Abstract: Small punch test was used to evaluate the properties of light alloys in various directions. Three different materials were studied: (i) magnesium alloy WE54 prepared by a powder metallurgical route with final hot extrusion, (ii) aluminium alloy reinforced with 20 vol. % of Saffil fibres with planar orientation, and (iii) Al-Al₄C₃ composite prepared by mechanical alloying and subjected to equal channel angular pressing as a final step. Tests were performed under constant force at elevated temperatures. The observed orientation dependence of creep properties is strongly material dependent. The results confirm the feasibility of the small punch test for determination of anisotropy of mechanical properties.

Abstract: SiC – reinforced aluminium composite - has been developed to improve the ballistic performance and mobility of the armour material.

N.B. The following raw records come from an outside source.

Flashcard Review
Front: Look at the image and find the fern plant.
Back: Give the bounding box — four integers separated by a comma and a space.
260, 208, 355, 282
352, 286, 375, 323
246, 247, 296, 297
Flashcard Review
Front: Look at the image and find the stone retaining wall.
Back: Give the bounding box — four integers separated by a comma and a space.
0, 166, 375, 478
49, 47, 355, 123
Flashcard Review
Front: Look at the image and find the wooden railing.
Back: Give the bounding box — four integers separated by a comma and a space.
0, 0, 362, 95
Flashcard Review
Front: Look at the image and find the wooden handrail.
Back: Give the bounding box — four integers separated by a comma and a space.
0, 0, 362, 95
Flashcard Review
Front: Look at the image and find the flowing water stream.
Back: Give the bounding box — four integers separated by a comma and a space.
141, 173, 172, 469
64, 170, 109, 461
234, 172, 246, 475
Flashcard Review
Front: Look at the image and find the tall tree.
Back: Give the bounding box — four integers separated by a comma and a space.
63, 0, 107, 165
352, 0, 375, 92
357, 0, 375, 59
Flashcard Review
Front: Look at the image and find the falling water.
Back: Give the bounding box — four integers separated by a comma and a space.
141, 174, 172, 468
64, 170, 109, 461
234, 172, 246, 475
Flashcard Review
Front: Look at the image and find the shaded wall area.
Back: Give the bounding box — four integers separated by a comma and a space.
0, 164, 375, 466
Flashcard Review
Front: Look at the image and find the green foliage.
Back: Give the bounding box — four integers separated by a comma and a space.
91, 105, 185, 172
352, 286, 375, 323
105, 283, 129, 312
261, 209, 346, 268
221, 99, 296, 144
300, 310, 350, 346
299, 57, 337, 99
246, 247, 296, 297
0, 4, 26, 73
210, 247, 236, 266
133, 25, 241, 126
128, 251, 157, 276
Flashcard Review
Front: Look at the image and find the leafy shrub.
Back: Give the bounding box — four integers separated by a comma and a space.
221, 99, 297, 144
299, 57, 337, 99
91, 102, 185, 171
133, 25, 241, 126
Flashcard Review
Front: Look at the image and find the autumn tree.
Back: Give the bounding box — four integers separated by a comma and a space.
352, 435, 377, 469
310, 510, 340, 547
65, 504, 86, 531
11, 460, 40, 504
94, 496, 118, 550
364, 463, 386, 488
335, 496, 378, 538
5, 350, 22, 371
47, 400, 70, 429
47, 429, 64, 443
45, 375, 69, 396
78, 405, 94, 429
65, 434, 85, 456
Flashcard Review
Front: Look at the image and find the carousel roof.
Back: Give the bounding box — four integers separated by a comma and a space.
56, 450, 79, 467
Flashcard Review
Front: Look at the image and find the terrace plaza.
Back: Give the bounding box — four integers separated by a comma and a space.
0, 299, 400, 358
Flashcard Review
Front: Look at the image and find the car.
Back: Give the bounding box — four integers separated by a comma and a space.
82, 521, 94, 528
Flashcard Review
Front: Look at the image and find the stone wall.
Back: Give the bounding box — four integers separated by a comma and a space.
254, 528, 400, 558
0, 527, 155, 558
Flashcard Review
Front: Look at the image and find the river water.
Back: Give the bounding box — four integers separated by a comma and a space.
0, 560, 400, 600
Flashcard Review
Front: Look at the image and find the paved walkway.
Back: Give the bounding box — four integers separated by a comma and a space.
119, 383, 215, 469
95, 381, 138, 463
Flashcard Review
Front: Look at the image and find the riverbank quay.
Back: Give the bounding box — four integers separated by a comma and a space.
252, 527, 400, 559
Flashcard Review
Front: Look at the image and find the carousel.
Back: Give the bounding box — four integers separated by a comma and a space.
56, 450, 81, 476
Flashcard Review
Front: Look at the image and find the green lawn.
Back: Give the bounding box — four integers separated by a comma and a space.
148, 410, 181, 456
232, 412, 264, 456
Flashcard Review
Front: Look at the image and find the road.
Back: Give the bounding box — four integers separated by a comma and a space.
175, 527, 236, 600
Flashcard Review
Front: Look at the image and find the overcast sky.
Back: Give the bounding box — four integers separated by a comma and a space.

Critical to obtaining ballistic resistance is that the materials must be sufficiently hard and strong, especially at the surface where a projectile will first make impact. To achieve this resistance, aluminium alloys can be strengthened by adding Zn and Mg, and reinforced with silicon carbide. This research studied the ballistic properties of aluminium composites with varied Mg. The matrix used in this study was an Al-8Zn alloy with 3-5 wt. % Mg. Silicon carbide particulate of 15 % volume fraction was used as strengthening material, which was added to the liquid matrix by stirring at 5000 rpm. The liquid composite was then squeeze cast at a pressure of 72 MPa. Then the composites were heat-treated and coated to improve the ballistic performance. Ballistic testing was performed in accordance with ASTM F1233 by using 7.62 calibre projectiles. Microstructural observation was conducted in samples, performed with optical microscope. The results showed that the as-cast hardness of the composite increased with addition of Mg content of 3, 4 and 5 wt. %. The peak hardness after ageing at 200 °C also increased with Mg addition. However, the composites were not able to withstand the 7.62 mm calibre projectile.

Abstract: The cold of this cardboard is to abstraction and analyze the amount accustomed accommodation and weight accumulation of blended aircraft (Aluminium Silicon Carbide) addition with that of Aluminium wing and appropriately access the acceptable aircraft addition of minimum weight accomplished of address a accustomed changeless amount after failure. And also this paper presents a model and a static analysis of the aircraft wing, using the finite element software ANSYS. The geometry was created in CATIA V5 R18 and imported. The static and model analysis are carried out in analysis software ANSYS. The result of from the static analysis refers to the total deformation, equivalent stress, shear stress and shear intensity on the skin of the aircraft wing. The model analysis will be carried out to find out the first six modes of vibrations and the different mode shape in which wing can deform without the application of load. Compared to the conventional Aluminium wing, the hybridized composite wing experience far lower stresses and the aircraft wing weight nearly 40% and 50% lower stress.